Referees – all rating systems need to be overlooked by referees. The received view seems to be that they need to be independent and impartial, and the question is raised whether private companies such as Google can function as such trustworthy and impartial referees (ch. 3). An important problem with regards to this is who “guards the guards?”. In ch. 3, John Henry Clippinger argues that this problem, which “has been the Achilles heel of human institutions since times immemorial” (Location 1046, p. 33) can be overcome in online reputation systems. The key, he argues, is transparency:

In situations in which both activities and their associated reputation systems become fully digital, they can in principle be made fully transparent and auditable. Hence the activities of interested parties to subvert or game policies or reputation metrics can themselves be monitored, flagged, and defended against.

Reporting bias (ch. 1) – e.g., that people refrain from giving negative votes for fear of retaliation. Obviously this is more likely to happen in systems where it is publically visible how you have voted. Another form of reporting bias is due to a certain good or service only being consumed by fans, who tend to give high ratings.

Reputation systems vs recommendation systems. This is a simple terminological distinction: reputation systems are ratings of people, recommendations systems are ratings of goods and services. I use “rating systems” as a general term covering both reputation and recommendation system.

Undersupply of reputational information; i.e. that people don’t rate as much as is socially optimal.
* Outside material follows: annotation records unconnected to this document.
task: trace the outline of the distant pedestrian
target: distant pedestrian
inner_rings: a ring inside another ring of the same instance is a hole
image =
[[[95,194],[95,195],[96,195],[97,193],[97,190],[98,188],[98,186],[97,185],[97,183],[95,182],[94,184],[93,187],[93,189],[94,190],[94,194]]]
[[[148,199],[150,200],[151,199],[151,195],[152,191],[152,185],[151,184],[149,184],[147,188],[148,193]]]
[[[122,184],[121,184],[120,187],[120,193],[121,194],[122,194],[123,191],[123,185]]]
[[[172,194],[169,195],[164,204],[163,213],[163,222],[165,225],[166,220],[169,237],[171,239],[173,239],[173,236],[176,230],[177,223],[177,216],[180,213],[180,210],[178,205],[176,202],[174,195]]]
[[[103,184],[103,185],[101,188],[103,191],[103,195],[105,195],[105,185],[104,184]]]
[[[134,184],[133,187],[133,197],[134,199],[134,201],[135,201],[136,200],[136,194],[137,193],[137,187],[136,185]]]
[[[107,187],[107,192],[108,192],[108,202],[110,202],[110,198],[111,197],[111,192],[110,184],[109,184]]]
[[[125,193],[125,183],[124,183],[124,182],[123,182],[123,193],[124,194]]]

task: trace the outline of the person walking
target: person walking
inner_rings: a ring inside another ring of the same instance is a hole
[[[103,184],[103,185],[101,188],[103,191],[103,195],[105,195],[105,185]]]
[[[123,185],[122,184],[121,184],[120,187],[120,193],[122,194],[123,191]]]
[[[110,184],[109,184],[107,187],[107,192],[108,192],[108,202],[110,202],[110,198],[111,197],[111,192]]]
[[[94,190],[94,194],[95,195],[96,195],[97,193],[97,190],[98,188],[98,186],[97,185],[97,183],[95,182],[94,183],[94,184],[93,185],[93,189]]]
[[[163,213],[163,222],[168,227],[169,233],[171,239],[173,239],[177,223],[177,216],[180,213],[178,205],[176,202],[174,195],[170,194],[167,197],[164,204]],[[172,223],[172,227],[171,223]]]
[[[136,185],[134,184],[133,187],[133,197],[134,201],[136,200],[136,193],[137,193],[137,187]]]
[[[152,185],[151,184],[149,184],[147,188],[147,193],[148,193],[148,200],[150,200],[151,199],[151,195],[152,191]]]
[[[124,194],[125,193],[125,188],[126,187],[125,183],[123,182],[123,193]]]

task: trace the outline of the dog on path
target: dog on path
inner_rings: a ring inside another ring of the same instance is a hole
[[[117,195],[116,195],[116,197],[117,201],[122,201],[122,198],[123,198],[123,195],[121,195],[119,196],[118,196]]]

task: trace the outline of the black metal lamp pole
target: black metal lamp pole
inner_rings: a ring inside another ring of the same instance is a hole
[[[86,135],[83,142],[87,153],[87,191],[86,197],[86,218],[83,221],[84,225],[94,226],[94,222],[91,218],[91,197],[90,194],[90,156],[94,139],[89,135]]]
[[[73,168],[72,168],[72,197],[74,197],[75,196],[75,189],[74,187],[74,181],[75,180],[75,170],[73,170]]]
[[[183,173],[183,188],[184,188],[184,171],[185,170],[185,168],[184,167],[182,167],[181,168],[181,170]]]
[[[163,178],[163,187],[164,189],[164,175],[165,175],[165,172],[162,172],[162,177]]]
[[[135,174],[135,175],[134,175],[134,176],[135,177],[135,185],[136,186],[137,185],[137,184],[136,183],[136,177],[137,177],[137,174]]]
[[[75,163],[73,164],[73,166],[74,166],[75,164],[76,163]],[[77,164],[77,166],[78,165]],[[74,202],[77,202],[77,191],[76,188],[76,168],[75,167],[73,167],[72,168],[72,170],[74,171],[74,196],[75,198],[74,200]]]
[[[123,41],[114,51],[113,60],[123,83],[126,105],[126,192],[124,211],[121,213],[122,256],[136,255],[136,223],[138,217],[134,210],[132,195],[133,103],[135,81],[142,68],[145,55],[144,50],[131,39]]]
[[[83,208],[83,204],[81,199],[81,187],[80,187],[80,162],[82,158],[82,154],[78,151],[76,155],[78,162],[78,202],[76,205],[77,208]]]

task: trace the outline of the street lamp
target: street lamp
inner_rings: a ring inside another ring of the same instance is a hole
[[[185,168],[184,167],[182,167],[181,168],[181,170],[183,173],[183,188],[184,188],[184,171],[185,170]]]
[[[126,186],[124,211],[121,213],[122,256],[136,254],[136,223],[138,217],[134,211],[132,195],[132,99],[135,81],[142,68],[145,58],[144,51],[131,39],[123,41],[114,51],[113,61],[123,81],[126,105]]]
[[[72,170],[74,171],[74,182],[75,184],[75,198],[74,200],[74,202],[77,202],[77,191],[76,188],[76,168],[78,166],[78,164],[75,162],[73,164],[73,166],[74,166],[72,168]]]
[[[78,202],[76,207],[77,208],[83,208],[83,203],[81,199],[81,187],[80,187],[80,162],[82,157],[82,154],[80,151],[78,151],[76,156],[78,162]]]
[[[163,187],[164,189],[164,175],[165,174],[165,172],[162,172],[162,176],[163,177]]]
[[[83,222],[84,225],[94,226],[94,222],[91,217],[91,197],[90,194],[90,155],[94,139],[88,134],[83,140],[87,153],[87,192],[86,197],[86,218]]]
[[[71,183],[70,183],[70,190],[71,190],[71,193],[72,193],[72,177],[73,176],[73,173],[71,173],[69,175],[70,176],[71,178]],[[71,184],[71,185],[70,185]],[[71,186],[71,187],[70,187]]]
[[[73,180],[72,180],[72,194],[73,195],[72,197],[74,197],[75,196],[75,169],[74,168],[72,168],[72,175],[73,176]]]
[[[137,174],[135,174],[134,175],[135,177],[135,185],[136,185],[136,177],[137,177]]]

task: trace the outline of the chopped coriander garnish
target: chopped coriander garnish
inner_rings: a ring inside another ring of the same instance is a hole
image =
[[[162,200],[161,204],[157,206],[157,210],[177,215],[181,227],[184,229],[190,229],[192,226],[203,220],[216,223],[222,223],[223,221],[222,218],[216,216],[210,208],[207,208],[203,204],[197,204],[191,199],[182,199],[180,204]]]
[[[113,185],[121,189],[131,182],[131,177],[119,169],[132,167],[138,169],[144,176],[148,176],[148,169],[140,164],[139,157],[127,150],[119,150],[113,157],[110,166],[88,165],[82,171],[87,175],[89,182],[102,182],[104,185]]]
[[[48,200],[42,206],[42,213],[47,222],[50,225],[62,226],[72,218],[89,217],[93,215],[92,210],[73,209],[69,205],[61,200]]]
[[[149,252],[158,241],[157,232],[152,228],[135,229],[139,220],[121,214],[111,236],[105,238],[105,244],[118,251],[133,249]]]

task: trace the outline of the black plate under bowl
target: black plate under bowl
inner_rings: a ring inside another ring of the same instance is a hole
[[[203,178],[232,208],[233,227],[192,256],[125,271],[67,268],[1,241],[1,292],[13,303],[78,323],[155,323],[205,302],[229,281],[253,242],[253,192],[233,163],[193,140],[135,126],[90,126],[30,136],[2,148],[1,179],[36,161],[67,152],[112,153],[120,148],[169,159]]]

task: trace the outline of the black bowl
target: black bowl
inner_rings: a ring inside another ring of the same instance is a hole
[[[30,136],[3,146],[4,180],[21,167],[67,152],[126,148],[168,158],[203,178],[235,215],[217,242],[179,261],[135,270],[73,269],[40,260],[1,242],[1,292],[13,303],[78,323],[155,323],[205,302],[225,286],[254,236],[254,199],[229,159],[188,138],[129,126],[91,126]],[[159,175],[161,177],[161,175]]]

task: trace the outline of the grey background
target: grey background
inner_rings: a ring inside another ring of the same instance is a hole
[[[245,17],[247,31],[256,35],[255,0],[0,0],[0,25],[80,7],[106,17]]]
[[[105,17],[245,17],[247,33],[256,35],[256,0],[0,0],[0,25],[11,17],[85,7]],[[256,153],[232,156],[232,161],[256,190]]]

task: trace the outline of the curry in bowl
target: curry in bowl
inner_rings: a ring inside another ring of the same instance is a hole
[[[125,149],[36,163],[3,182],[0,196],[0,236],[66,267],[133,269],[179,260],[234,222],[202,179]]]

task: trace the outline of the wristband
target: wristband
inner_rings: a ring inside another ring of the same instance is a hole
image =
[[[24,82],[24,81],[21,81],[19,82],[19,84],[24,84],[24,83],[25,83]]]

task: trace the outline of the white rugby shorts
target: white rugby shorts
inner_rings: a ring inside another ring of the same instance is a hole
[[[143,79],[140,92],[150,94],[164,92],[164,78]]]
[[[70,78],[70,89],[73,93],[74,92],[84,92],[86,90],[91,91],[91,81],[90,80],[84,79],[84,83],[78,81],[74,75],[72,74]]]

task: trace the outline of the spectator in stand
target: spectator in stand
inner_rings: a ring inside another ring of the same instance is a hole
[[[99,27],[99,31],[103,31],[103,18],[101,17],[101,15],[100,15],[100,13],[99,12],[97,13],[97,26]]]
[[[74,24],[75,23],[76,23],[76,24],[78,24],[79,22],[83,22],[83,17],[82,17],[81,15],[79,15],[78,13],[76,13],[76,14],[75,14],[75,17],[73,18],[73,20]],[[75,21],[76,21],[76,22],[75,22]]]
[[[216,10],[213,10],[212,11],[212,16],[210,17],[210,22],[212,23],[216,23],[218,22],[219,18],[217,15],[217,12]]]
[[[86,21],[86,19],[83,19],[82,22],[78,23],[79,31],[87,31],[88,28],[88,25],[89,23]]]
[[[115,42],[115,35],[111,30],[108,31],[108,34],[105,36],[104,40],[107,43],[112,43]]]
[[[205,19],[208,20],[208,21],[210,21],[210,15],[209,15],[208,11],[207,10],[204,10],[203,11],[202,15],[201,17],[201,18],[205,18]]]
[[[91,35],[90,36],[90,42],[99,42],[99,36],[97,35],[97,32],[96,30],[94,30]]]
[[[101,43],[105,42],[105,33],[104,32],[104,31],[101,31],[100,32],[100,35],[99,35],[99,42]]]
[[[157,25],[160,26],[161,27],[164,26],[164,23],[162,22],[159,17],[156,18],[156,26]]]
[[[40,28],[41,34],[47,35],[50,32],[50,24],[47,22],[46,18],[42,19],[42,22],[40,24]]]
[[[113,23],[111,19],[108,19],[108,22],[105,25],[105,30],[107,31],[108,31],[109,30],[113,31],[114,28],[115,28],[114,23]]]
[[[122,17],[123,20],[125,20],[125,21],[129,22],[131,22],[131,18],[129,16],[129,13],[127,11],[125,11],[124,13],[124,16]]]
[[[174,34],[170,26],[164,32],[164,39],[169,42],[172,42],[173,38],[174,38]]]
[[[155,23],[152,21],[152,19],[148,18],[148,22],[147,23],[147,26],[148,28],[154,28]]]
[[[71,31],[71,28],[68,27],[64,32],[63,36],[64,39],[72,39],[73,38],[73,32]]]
This is also a concept mentioned by several authors, but in most detail in ch. 5 (Location 1520, p. 57):

Much reputational information starts out as non-public (i.e. “private”) information in the form of a customer’s subjective impressions about his or her interactions with a vendor. To the extent that this information remains private, it does not help other consumers make marketplace decisions. These collective mental impressions represent a vital but potentially underutilized social resource.

The fact that private information remains locked in consumers’ head could represent a marketplace failure. If the social benefit from making reputational information public exceeds the private benefit, public reputational information will be undersupplied.

Personally I think this is a massively underappreciated problem. People get countless such subjective impressions every day. At present we harvest but a tiny portion of these subjective impressions, or judgments, as a community. If the authors’ vision is to stand a chance of getting realized, we need to make people share these judgements to a much greater extent than they do today. (It goes without saying that we also need to distinguish the reliable ones from the unreliable ones).

Universal vs. constrained (or contextual) reputation systems. (ch. 17) The former are a function of your behavior across all contexts, and influences your reputation in all contexts, whereas the latter are rather constrained to a particular context (say selling and buying stuff on eBay).

Untruthful reporting (ch. 1). This can happen either because raters try to game the system (e.g., in order to benefit themselves, their restaurant, or what not) or because of vandalism/trolling. Taking a leaf out of Bryan Caplan’s “The Myth of the Rational Voter”, I’d like to add that even people who are neither gaming or trolling typically spend less time and effort giving accurate ratings for others’ benefit than they do when they make decisions that influence their own pockets. Presumably this will decrease the level of accuracy of their ratings.